Pertanyaan dalam World Value Survey tersebut kemudian diajukan kepada kaum muslimin Indonesia melalui survey pada tahun 2001 dan 2002. Persentasenya ternyata hampir sama. Hanya sekitar satu dari 10 muslim Indonesia yang percaya pada orang lain pada umumnya. Ini temuan Syaiful Mujani dalam rangka menyelesaikan disertasinya di Ohio Amerika. Sedemikian rendahkah saling percaya antar sesama muslim di negri ini? Bahkan lebih rendah dari rata-rata Negara muslim lainya.. Menurut Syaiful rendahnya saling percaya ini tidak hanya diakibatkan oleh factor Islam saja. Melainkan factor lain terutama factor social dan politik yang semakin menurun drastis. Kerusuhan, tindak criminal, kekerasan dan terror dalam skala luas seringkali menghiasi berita di media massa nasional kita. Keamana individu terancam. Kesalahpahaman banyak yang berujung hilangnya nyawa. Pencuri yang tertangkap basah seringkali mengundang respon brutal dari massa. Tidak jarang pencuri tersebut mati di tangan massa.

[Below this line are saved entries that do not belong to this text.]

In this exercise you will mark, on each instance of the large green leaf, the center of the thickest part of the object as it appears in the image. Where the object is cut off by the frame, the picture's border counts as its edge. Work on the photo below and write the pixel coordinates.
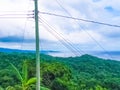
(31, 81)
(17, 71)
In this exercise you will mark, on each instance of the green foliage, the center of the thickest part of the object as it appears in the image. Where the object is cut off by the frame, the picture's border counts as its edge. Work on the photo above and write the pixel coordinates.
(73, 73)
(25, 81)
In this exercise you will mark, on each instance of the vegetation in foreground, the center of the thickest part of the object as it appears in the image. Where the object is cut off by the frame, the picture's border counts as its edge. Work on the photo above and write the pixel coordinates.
(17, 72)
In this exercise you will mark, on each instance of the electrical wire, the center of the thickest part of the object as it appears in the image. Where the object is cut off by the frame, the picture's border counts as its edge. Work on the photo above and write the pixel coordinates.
(65, 42)
(86, 31)
(24, 29)
(79, 19)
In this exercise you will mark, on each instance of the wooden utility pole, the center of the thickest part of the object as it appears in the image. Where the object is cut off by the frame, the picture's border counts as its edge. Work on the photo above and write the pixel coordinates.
(37, 46)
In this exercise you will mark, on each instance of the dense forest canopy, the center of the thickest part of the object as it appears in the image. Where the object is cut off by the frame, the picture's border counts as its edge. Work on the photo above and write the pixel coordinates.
(17, 72)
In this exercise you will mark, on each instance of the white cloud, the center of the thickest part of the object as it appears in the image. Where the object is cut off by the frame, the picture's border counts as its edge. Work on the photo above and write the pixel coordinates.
(70, 29)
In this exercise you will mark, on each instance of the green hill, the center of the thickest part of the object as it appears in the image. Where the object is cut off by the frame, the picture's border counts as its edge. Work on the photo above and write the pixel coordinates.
(74, 73)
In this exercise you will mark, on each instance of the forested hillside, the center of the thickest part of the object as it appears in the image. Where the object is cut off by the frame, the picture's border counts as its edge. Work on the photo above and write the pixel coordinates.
(17, 72)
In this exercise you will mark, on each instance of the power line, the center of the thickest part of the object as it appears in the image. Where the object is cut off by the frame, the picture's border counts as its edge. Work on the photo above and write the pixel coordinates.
(86, 31)
(15, 14)
(65, 42)
(18, 17)
(80, 19)
(24, 29)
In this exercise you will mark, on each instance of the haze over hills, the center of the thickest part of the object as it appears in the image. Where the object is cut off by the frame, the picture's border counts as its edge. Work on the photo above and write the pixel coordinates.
(114, 55)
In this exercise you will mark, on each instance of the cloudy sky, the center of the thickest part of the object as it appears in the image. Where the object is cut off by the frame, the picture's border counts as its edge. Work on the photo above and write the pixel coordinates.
(19, 33)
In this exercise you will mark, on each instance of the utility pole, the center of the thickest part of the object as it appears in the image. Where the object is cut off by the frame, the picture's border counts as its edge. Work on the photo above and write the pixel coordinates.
(37, 46)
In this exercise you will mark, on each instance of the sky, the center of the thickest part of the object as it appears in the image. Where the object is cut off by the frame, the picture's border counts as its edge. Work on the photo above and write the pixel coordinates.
(19, 33)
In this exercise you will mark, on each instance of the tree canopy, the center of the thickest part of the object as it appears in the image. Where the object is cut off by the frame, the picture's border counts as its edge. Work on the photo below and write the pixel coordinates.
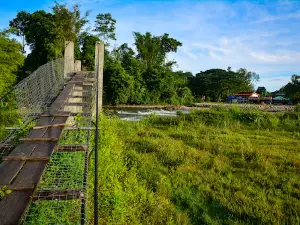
(218, 83)
(139, 74)
(11, 59)
(292, 89)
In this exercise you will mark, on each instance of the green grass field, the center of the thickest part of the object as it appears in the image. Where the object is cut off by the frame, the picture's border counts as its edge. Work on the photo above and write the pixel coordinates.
(209, 167)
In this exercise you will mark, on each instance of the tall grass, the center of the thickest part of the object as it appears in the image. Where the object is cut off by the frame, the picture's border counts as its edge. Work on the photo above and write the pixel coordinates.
(210, 167)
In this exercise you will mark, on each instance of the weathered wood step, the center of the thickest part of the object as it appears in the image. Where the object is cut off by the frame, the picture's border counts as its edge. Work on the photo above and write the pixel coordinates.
(71, 148)
(30, 174)
(38, 139)
(77, 104)
(49, 126)
(25, 158)
(55, 115)
(9, 170)
(13, 207)
(18, 188)
(58, 195)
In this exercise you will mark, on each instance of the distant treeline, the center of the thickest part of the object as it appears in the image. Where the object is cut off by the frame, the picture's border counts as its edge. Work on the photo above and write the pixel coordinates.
(141, 74)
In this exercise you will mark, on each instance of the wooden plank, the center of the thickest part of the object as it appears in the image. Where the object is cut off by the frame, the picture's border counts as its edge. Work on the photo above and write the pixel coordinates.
(53, 132)
(49, 126)
(58, 195)
(43, 149)
(77, 103)
(25, 158)
(44, 121)
(36, 133)
(24, 149)
(59, 120)
(18, 188)
(13, 206)
(38, 139)
(30, 174)
(71, 148)
(9, 170)
(55, 115)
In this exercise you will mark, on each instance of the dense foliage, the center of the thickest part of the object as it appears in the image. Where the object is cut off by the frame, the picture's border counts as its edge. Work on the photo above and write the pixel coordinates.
(218, 84)
(222, 166)
(292, 89)
(11, 59)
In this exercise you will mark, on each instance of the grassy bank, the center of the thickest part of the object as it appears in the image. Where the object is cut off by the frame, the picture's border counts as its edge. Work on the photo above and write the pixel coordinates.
(210, 167)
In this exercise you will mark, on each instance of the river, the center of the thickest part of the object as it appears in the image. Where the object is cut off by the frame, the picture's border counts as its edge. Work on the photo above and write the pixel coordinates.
(136, 114)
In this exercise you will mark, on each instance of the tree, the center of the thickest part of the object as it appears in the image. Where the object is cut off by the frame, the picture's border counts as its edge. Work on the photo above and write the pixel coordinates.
(46, 33)
(11, 58)
(153, 50)
(292, 89)
(262, 91)
(218, 84)
(88, 51)
(20, 23)
(105, 26)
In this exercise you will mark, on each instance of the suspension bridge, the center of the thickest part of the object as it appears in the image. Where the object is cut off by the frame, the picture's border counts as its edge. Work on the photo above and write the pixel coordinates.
(45, 161)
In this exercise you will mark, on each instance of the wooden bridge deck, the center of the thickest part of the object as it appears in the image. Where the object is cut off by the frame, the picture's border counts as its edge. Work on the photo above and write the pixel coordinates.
(22, 169)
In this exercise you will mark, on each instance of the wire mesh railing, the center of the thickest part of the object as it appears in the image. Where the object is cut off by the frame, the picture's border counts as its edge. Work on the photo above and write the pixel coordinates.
(28, 99)
(61, 196)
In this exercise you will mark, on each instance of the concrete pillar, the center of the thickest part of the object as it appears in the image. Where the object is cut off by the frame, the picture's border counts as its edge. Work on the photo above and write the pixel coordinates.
(77, 66)
(99, 63)
(69, 58)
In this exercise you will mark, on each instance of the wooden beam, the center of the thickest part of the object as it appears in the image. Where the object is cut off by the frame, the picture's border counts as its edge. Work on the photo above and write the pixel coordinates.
(58, 195)
(78, 103)
(71, 148)
(18, 188)
(55, 115)
(25, 158)
(51, 125)
(38, 139)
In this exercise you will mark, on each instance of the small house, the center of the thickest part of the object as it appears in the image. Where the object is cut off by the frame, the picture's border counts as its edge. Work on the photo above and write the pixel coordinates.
(245, 97)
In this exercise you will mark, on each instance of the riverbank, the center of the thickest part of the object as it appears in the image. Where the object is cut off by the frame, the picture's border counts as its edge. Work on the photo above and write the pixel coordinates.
(195, 106)
(206, 167)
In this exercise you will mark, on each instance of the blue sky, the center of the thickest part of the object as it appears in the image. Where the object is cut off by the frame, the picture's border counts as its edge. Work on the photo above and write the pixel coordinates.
(262, 36)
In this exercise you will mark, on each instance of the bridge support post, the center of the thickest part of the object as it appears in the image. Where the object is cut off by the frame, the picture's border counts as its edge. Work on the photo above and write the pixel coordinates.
(99, 63)
(77, 66)
(69, 58)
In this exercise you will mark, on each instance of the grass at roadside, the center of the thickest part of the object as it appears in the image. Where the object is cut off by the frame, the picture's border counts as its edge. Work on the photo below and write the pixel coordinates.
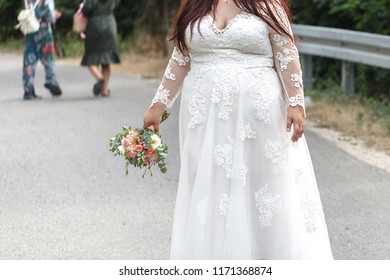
(367, 120)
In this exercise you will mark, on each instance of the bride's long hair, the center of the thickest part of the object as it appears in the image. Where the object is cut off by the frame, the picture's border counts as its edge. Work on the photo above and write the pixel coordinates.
(192, 10)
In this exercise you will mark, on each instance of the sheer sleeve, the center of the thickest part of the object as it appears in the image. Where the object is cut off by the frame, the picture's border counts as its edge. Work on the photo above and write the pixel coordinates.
(172, 81)
(286, 60)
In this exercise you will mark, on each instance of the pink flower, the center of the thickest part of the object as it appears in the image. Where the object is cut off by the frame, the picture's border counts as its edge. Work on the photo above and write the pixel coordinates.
(130, 155)
(154, 157)
(139, 148)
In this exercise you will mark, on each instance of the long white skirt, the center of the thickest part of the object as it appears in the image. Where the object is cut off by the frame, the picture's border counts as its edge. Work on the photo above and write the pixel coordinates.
(245, 190)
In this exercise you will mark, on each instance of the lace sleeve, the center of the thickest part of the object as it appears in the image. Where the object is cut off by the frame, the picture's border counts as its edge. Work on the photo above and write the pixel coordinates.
(286, 58)
(175, 73)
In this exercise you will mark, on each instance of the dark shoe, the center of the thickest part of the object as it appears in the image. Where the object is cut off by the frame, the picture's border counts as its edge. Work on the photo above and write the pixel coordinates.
(31, 96)
(54, 89)
(106, 94)
(97, 88)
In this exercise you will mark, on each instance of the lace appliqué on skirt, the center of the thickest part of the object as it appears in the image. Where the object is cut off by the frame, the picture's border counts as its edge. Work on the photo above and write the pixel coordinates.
(268, 206)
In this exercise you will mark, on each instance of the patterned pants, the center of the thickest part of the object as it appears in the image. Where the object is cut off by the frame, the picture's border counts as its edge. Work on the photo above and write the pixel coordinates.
(38, 46)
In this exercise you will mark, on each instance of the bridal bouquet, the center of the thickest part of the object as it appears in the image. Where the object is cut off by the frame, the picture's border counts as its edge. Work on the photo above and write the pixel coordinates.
(141, 147)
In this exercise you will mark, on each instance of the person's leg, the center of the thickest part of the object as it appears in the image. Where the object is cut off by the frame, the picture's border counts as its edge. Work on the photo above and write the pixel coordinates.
(46, 54)
(106, 70)
(95, 71)
(30, 60)
(98, 86)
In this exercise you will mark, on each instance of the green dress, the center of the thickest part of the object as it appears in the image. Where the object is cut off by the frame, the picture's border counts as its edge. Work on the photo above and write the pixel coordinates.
(101, 45)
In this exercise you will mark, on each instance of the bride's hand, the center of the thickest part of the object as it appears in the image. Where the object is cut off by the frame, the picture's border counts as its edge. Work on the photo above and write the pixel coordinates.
(152, 117)
(296, 117)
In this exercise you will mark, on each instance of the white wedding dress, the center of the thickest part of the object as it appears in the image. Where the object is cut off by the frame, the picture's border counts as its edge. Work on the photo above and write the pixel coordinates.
(246, 191)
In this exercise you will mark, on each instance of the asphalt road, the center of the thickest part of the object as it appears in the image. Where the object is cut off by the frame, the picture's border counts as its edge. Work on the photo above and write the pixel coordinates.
(64, 196)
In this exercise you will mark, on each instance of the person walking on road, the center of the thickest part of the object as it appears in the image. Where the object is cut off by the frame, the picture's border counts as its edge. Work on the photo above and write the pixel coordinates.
(247, 189)
(40, 46)
(101, 48)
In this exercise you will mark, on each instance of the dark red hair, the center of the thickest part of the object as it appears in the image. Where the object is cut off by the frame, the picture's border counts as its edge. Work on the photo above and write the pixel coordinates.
(192, 10)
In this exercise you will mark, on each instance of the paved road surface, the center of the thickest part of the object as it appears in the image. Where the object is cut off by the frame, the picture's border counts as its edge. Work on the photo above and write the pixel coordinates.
(64, 196)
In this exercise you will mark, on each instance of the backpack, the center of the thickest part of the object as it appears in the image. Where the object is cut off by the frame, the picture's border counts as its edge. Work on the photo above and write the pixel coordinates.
(28, 22)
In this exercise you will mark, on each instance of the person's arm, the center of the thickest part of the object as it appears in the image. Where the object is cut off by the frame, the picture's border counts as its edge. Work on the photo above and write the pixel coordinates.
(288, 67)
(43, 13)
(169, 88)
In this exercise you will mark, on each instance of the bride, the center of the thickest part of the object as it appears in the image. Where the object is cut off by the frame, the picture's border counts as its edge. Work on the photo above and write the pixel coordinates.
(247, 189)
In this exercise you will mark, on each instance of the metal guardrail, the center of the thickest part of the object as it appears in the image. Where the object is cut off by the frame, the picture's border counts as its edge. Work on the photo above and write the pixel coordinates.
(348, 46)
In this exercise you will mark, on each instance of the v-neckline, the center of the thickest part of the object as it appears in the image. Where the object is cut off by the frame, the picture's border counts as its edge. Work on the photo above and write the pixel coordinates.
(220, 31)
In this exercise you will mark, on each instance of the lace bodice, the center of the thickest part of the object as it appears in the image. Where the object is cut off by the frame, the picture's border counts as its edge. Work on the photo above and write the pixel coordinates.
(246, 41)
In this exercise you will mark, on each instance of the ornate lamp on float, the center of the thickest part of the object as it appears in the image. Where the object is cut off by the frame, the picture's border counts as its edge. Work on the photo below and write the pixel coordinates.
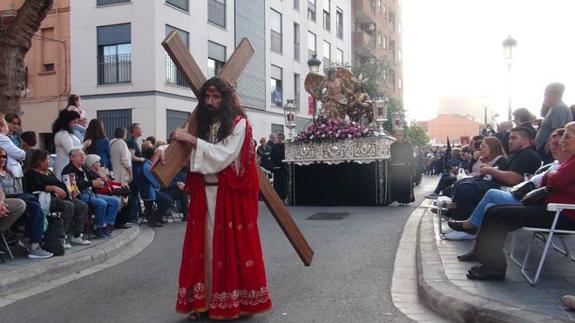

Saya membenarkan pengamatan yang dilakukan Saiful di sebuah desa di Provinsi Banten yang cenderung memperkuat asumsi tentang meningkatnya kondisi tidak aman ini. Pengamatan Syaiful ini sama persis dengan pengalaman yang terjadi di kampong halaman nenek saya di sebuah desa di Banten Selatan. Kami seringkali tidak jadi memanen hasil kebun dan ladang karena sudah dicuri orang duluan. Kami tidak dapat melindungi hak milik kami. Sehingga solusinya pada ahirnya dengan mengorganisasikan pasukan keamanan sendiri karena tidak ada perlindungan efektif dari pihak kepolisian.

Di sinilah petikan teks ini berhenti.